Las cifras remiten a las páginas de dicha edición.
8
“ALGUNO QUE LAS LEA HALLE
ALGO QUE LE AGRADE”
Lector y lectura: didactismo
El postulado que concierne a la función didáctica de la literatura, que dominaba aún
en la época del Lazarillo, privilegiaba algunos tipos de contenido frente a otros y algunas
formas narrativas para tratar el orden providencial del mundo.
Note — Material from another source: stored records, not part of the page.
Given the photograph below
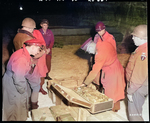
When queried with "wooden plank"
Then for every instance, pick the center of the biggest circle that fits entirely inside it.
(65, 117)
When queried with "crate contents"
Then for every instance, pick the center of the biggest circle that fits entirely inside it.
(91, 95)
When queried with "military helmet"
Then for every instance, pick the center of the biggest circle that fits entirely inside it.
(99, 26)
(44, 21)
(140, 31)
(29, 22)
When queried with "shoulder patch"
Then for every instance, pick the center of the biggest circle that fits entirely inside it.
(143, 56)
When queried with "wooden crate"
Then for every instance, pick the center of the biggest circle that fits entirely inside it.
(42, 114)
(74, 98)
(69, 113)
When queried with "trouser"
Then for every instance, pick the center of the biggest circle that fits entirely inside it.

La novela puede ser una
forma preeminente para este propósito.
En la literatura medieval la gran abundancia de cuentos, apólogos, fábulas,
“enxiemplos”, proverbios y otras formas de expresión paremiológica –entre ellos,
principalmente, las sentencias con sus variedades específicas: máxima, proverbio, adagio,
refrán, epifonema– cumple una clara función aleccionadora. “A esta finalidad didáctica
responde igualmente el Mester de Clerecía: recuérdense en este sentido obras de Berceo,
cuyos relatos terminan frecuentemente con una invitación a imitar las virtudes o evitar
los vicios de los protagonistas, y a ser devotos de la Virgen. En el siglo XIV se percibe
un movimiento de Reforma y de educación religiosa, promovido por la Iglesia a raíz
del Concilio de Letrán, que se canaliza especialmente a través de los sermones”. 3 Para
estos fines surgieron también las colecciones de exempla. En los siglos XVI–XVII la
literatura didáctica es muy abundante, comenzando por los grandes humanistas del
Renacimiento: Nebrija, Erasmo, T. Moro, Juan y Alfonso de Valdés, J. L. Vives. A ellos
habría que añadir a los grandes autores de la literatura ascética y mística: Santa Teresa,
fray Luis de León, Ignacio de Loyola, fray Luis de Granada, San Juan de la Cruz.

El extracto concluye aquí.